What pains us when we see the Bourne movies, this one not withstanding, is how alone the protagonist seems to be. Aaron and Marta, like Jason Bourne before them, are without support and far from the comforting embrace of a community or other kind-hearted souls. They must rely on their own ingenuity and expertise to make it through each moment of these movies.
So it is good that the two in this movie aren't completely alone. They have each other, and hopefully, over time (i.e. sequels), they will find others to lean upon in times of need.
"I will not leave you alone," says Christ to the disciples at the Last Supper (John 14:18), "...and when this is over, you must come back and give strength to your brothers." (Luke 22:32) Christ won't leave us alone, and this is possible by reliance on God and reliance on a community who loves us. So, too, we must find those who will never abandon us - and we, in turn, must not abandon those whom God has given us in our lives.
For all his chemically-induced powers, Aaron Cross is nothing without Dr. Shearing. And for all her intelligence and experience, she is powerless without him. Who are those people in our lives who give strength to our weakness, and whom we strengthen in theirs?
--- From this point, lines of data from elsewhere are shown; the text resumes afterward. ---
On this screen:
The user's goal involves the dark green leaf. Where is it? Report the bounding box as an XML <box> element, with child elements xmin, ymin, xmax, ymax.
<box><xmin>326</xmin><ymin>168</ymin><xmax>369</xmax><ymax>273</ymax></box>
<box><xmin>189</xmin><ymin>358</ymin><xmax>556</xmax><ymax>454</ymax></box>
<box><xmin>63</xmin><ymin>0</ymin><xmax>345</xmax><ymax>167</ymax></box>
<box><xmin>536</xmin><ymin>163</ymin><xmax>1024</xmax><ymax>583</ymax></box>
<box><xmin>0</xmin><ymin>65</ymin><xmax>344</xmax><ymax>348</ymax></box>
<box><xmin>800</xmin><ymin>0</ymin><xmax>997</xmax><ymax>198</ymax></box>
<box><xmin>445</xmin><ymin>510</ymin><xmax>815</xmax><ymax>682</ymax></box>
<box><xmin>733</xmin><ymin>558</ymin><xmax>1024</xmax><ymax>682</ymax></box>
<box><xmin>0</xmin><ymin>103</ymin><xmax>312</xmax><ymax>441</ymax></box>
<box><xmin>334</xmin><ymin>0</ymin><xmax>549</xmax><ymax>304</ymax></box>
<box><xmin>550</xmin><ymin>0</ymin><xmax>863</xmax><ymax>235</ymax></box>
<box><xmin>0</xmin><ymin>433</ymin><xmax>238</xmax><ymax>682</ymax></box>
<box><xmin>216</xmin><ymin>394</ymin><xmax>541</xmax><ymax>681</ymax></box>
It is not good for us to be alone, but in our culture of self-reliance and individuality, we can be tempted to forge our own way in the wilderness, like the cover operatives in the beginning of this film. We can do it by ourselves, we fool ourselves into thinking. But if that were the case, each of us would have our own planet upon which to exist.
Instead, God created us today with over seven billion other companions on this earth. We are strongest when we do not run alone, when we look to the common good above our own, and when we strengthen and seek strength from one another.
In that spirit, let us pray for each other, and in our common prayer, we will never ever be alone again.